第04話 選ぶということ
朝の森は、静かすぎた。
鳥は鳴いている。風も、葉を揺らしている。
それなのに――どこか、世界が息を潜めているようだった。
湿った土の匂いが、肺の奥に沈んでいく。
冷えた空気が、肌にまとわりつく。
生きているはずの場所なのに、どこか“死”に近い。
そんな感覚だった。
⸻
「……まだ、下がらないか」
少女の額に触れる。
指先に伝わる熱は、昨夜よりは穏やかだ。
だが、安心できるほどではない。
呼吸は浅い。
細い胸が、かすかに上下している。
それを見て――
ようやく、自分も息をしていたことに気づく。
(……生きてる)
確認するように、もう一度だけ触れる。
温もりは、確かにそこにあった。
それだけで、いいと思った。
それだけで――十分だった。
⸻
ふと、手を見る。
乾いた血が、皮膚に張り付いている。
指の関節が、少しだけ痛む。
昨夜、どれだけ動いたのか。
どれだけ、必死だったのか。
今さらになって、体が思い出してくる。
(変わらないな…)
喉の奥で、かすかな笑いが漏れる。
場所が変わっても。
世界が変わっても。
やっていることは、同じだ。
誰かのそばにいて。
呼吸を数えて。
生きているかどうかを、確かめ続ける。
――それしか、できない。
「それ、本当に“それしか”ないの?」
声がした。
振り向くより先に、分かっていた。
あの少年だ。
木の幹にもたれ、こちらを見ている。
朝の光が差しているのに、その輪郭だけが妙に曖昧だった。
現実にいるのか、いないのか。
判断がつかない。
「……またお前か」
「“また”って言うほど、会ってないけどね」
軽い調子で言う。
だが、その目だけは笑っていなかった。
「何しに来た」
「別に」
少し考えるように間を置いてから、
「見てるだけ」
と、言った。
「……何を」
少年は、ゆっくりと少女へ視線を落とす。
「君が、“どこまでやるか”を」
言葉は静かだった。
だが、妙に重かった。
「助けるの?」
続けて問われる。
「……当たり前だろ」
即答だった。
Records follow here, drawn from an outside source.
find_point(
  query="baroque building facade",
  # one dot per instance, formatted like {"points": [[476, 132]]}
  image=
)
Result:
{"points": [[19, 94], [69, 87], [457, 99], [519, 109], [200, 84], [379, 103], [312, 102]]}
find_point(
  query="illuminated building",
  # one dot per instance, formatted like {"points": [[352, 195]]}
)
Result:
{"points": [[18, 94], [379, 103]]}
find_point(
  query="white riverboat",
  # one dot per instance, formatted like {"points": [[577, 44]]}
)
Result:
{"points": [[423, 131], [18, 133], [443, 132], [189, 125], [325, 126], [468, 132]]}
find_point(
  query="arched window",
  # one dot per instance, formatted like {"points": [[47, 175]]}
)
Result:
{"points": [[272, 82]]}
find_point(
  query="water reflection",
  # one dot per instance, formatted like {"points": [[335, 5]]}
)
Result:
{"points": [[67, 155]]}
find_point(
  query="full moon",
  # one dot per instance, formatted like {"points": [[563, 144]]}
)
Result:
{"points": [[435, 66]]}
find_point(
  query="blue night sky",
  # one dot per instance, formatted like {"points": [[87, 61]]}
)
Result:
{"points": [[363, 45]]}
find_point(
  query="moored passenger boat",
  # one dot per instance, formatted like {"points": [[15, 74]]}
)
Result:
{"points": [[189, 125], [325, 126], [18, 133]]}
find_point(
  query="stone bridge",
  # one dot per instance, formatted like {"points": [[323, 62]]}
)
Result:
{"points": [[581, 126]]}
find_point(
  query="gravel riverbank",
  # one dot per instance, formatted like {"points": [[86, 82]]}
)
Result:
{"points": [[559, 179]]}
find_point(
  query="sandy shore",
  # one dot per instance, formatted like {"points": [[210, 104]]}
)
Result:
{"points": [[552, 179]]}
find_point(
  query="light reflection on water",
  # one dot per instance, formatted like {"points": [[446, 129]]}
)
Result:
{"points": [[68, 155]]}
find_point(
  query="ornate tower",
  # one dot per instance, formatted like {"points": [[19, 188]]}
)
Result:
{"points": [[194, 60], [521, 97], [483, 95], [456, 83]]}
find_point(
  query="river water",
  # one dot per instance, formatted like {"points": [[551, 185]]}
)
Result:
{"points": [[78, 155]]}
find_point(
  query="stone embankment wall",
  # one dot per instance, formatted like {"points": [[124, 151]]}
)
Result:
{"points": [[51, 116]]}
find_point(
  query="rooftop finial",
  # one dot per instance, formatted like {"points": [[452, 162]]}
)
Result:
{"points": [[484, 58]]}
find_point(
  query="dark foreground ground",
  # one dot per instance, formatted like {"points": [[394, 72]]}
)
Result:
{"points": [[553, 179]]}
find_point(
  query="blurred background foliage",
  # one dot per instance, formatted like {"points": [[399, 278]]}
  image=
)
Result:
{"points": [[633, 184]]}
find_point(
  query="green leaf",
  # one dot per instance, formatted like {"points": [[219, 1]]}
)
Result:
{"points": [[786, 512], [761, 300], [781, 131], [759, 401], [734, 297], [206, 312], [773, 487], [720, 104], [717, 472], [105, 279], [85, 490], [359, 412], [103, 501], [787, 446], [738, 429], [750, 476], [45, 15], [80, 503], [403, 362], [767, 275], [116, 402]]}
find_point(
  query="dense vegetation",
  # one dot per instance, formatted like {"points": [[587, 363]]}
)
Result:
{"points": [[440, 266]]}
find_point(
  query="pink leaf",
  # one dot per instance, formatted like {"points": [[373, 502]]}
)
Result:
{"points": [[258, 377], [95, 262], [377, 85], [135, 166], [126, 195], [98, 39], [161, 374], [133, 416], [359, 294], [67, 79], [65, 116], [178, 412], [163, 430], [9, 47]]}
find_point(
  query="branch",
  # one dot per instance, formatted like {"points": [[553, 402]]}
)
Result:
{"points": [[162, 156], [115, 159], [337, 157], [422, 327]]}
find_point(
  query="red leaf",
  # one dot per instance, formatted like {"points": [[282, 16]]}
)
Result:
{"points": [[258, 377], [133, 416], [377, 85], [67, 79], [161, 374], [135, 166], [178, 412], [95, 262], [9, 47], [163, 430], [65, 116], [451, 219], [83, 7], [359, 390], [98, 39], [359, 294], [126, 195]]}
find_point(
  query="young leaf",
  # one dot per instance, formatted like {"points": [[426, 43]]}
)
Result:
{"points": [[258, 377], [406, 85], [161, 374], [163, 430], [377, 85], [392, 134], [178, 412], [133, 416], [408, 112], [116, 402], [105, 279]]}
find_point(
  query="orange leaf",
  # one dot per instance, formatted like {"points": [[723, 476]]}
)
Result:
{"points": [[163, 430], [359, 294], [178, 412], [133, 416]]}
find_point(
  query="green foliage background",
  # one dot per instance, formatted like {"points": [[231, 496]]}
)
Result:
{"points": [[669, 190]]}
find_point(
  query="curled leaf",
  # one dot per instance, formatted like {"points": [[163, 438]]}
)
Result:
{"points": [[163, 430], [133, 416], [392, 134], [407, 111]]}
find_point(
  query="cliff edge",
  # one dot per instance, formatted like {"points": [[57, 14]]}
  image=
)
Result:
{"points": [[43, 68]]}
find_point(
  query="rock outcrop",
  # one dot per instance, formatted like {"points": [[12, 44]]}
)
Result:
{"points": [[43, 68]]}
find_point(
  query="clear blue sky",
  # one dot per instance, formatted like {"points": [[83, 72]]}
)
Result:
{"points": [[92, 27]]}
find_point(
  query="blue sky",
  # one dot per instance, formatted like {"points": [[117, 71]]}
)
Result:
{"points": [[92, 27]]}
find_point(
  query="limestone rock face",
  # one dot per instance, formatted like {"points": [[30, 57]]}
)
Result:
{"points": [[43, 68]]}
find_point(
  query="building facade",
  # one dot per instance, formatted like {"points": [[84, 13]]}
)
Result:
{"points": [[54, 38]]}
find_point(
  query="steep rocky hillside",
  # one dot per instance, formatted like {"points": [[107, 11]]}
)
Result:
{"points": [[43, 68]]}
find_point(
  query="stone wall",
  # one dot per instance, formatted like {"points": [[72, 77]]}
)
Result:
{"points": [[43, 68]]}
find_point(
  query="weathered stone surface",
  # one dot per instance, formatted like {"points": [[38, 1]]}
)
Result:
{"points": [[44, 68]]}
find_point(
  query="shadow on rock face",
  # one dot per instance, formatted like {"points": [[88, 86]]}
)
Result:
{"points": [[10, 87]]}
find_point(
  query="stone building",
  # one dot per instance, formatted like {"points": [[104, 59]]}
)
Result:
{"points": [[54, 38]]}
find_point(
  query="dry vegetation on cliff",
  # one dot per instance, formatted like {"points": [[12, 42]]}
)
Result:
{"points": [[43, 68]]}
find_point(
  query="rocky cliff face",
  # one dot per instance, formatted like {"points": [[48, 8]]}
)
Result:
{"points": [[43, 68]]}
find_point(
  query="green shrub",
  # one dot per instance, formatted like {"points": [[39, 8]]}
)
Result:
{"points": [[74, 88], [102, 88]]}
考える余地なんて、ない。
だが少年は、首を傾げる。
「“当たり前”って、どこまで?」
言葉が、止まる。
「命を繋ぐところまで?」
「治るまで?」
「それとも――死ぬまで?」
一つ一つが、重く落ちてくる。
「助けるってさ、便利な言葉だよね」
少年は、どこか他人事のように言う。
「でも実際は、“関わる”ってことだ」
「関わるってことは… 背負うってことだよ」
風が吹いた。
葉が擦れ合う音が、やけに大きく聞こえる。
胸の奥に、何かが引っかかった。
(……背負う、か)
思い出す。
父の体重。
夜中の呼び声。
終わりの見えない時間。
あれは、“助けていた”のか。
それとも――
「それでも?」
少年が、静かに問う。
逃げ道を、塞ぐように。
視線を、少女に戻す。
小さな手。かすかな呼吸。頼りないほどの命。
放っておけば、どうなるかは分かっている。
――見なかったことにするのは、簡単だ。
だが。
「……それでもだ」
声は、思ったよりも低く出た。
迷いは、なかった。
少年は、少しだけ目を細めた。
「そっか」
それだけ言って、空を見上げる。
「じゃあ、始まるね」
「……何がだよ」
答えは、返ってこなかった。
代わりに。空気が、変わった。
温度が、わずかに下がる。
音が、遠のく。そして⸻
ガサッと、背後の茂みが、揺れた。
ゆっくりと、振り向く。
そこにいたのは灰色の獣だった。
低く構え、こちらを見据えている。
唸り声が、地面を震わせるように響く。
逃げるか。
無理だ。
選択肢は、最初から一つしかない。
少女の前に、立つ。膝が震えている。
心臓が、痛いほどに脈打つ。
それでも。
一歩、踏み出した。
「……来いよ」
声が、空気に溶ける。その瞬間。
視界に、文字が浮かんだ。
⸻
【対象認識】
【保護対象:確定】
【職業進化】
介護者 → 守護者
⸻
「……ああ」
理解する。
これは、戦うための力じゃない。守るための力だ。
「それでいい」
獣が、地面を蹴った。土が弾ける。
距離が、一瞬で詰まる。俺は、動かない。
ただ、前に立つ。
「……絶対に、通さない」
その言葉だけが、やけに鮮明だった。
遠くで。
少年が、わずかに笑った気がした。